Since your client ( the tool with which you send a call to the process , and in this case it is the bpms-console) did not receive an answer from the process, he will throw a read time out error.
Ok now you understand what caused the behavior, but how would you know that by your self?First of all, if you look in the logs of the Axis2 where you are hosting your webservice, you will find something like this:
10:00:06,682 WARN [ExternalService] Fault response: faultType=(unkown)
http://www.w3.org/2005/08/addressing/faultwsa:ActionNotSupportedThe [action] cannot be processed at the receiver.
Which means that your webservice returned a fault. Which might be because of either:
1- your WS is not working as it should be.
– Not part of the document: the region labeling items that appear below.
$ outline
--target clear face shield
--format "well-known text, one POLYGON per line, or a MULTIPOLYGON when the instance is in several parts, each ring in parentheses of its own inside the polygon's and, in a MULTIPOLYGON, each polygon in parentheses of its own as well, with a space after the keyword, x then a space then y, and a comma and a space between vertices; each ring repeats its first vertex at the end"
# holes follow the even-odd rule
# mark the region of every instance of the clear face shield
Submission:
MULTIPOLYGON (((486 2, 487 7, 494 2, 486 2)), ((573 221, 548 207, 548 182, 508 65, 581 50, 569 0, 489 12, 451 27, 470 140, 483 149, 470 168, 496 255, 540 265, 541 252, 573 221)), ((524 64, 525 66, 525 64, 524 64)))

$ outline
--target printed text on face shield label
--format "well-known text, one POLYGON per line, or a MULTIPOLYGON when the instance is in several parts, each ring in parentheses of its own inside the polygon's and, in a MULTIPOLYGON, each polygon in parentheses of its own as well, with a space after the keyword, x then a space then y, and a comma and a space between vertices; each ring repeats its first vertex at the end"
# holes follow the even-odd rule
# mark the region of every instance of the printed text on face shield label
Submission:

2- the request that you send to your process is incorrect.
Since you tried your WS with soapUI and it worked, then the problem is probably number 2.
In soapUI, you have already an example of a correct message, so all you need to do is compare this one withthe one that the process sends to your WS.
To access this message, all you need to do is log in the bpms-console ( usually at
http://localhost:8080/bpms-console ) , go to the instances section, click on the instance that you want to debug, and under the data tab, you can see all the messages that your process sends or receives.
And you are going to notice that your process sends this message:
name
whereas soapUI sends :
name
So you can see that the myname attribute is missing, because of the bad mapping in the process.
Another problem with your WS wsdl, is that the soapAction is empty ( so you need to go to the wsdl inside the aar, and specify a soapAtion and redeploy your aar).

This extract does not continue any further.